Slappy and the Stinkers Movie Review
The Stinkers in question are an adorable group of five seven-year-old ragamuffins who are in some sort of scholarship summer school program at an exclusive private academy. Their every move is carefully watched by nasty headmaster Morgan Brinway (B.D. Wong), an ultra persnickety and fastidious mincing prig whose idea of a music class is to lead the children through grueling rehearsals of Gilbert and Sullivan operettas. It's he who has nicknamed the kids Stinkers. Quite the educator.
On a field trip to the local seaquarium, the kids fall in love with Slappy, a big, fat seal, and decide to liberate him from his bondage by disguising him and bringing him back to the school on the bus. In doing so, they anger a couple of hoodlums who also have their eyes on Slappy, hoping to snatch him and sell him to a Bulgarian circus.
Back at school the kids run circles around the increasingly peevish Mr. Brinway (you gotta give credit to Wong for giving it his peevish all) with the help of stoner gardener Roy (Bronson Pinchot) and Mr. Brinway's assistant Harriet, played by Jennifer Coolidge with an indeterminate Eastern European accent that has to be heard to be believed. In fact, it's almost worth the price of the rental. She's hilarious.
The Stinkers store the lovable but smelly Slappy in Mr. Brinway's hot tub after adding salt to the water and tossing in a few takeout orders of fried fish and later move him to one of the kid's homes, where he farts in bed all night. After more hijinks at a school fair that devolves into comedic chaos, the movie races along to a final wacky chase scene across hill and dale that ends up on the log flume of an abandoned logging camp. Whee!!! In a quick 78 minutes, everything is wrapped up happily.

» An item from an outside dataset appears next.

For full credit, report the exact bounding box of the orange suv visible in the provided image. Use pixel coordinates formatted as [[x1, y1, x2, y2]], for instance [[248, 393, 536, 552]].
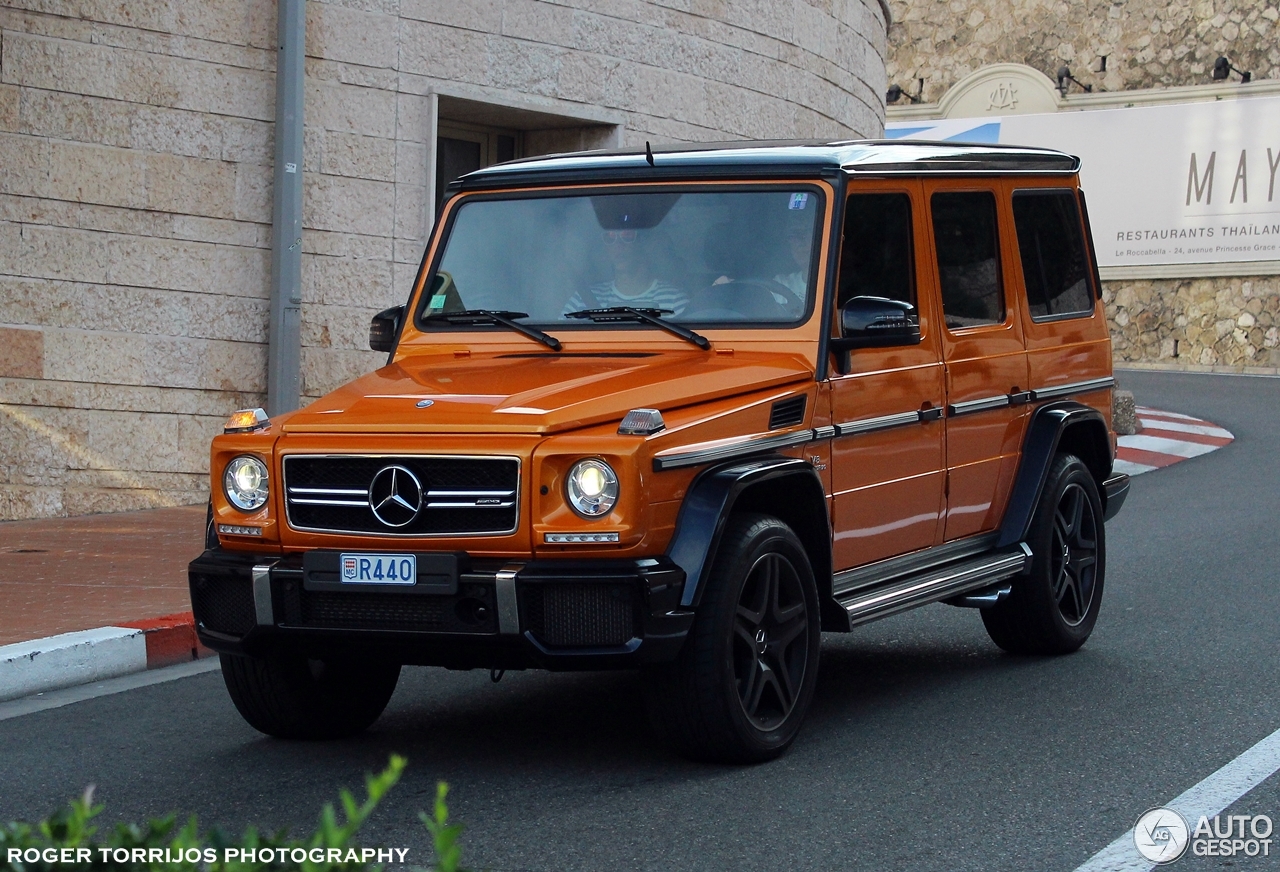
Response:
[[189, 142, 1128, 761]]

There's absolutely nothing new or innovative here except Coolidge's accent. Not only is Slappy a ripoff of classic Little Rascals episodes but also of The Little Rascals feature remake of 1994 that was written by the same guy and even featured one of these Stinkers as Spanky. Rent it to see Coolidge, or rent it for the kids and read a good book while they're watching. Chances are they'll demand an outing to the seaquarium as soon as they turn off the TV. God help you if you're landlocked.